Unfamiliar places are best experienced with a guide. For several years in the world of extreme metal that role was Doug Moore’s, whose monthly Black Market columns for Stereogum were an intelligent, novice-friendly window onto what is for many music fans and society in general an oblique, often macabre world.
Moore’s work was so readable not just because it deliberately welcomed outsiders in a thoughtful and articulate way, but also as it shone a light on the dynamics of most underground movements and their calibration, about how and why they seek to isolate themselves rather than be explained to the straight world. Moore stressed that here were serious musicians making serious music, but that didn’t mean it’s sometimes quasi religious themes were to be swallowed whole, in the same way gangster rap shouldn’t influence listeners to go out and rob a bank.

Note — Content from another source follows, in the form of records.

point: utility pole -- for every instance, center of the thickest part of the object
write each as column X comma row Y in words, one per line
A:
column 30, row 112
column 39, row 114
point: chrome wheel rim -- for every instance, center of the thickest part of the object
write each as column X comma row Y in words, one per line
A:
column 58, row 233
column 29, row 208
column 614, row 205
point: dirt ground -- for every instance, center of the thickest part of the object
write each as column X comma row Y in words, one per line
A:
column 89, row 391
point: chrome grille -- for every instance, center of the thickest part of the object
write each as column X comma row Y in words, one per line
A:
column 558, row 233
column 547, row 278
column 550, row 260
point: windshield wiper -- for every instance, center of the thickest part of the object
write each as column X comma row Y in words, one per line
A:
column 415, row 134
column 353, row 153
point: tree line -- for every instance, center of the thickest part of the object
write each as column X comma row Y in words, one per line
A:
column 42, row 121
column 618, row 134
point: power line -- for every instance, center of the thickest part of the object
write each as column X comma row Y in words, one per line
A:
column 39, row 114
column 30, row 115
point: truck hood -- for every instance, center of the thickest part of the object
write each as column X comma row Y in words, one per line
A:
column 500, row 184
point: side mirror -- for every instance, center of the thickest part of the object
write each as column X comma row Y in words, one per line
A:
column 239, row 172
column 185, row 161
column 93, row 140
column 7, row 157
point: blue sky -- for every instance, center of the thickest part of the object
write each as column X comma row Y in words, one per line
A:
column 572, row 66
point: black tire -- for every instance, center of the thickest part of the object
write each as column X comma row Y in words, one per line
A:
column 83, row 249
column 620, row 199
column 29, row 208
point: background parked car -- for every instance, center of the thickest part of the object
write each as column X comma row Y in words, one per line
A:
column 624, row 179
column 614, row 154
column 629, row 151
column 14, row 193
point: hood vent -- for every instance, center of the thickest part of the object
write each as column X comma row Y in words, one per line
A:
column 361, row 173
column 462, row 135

Having arrived as part of Black Metal’s second, globally expansionist wave in the early 90’s, Behemoth’s catalogue had by the release of 2014’s The Satanist, become recognised for often showcasing their fluidity and songwriter Nergal’s openness to genre skewing.
Some license is clearly required here, particularly with lyrics such as “Great volcano of excrement/Waiting eagerly to erupt”, but metal’s unique ability to thrill, its primal urges, are expressed in wonderfully exhilarating, dark chapters amongst the corpse paint and blast beats. Thanks again, Doug.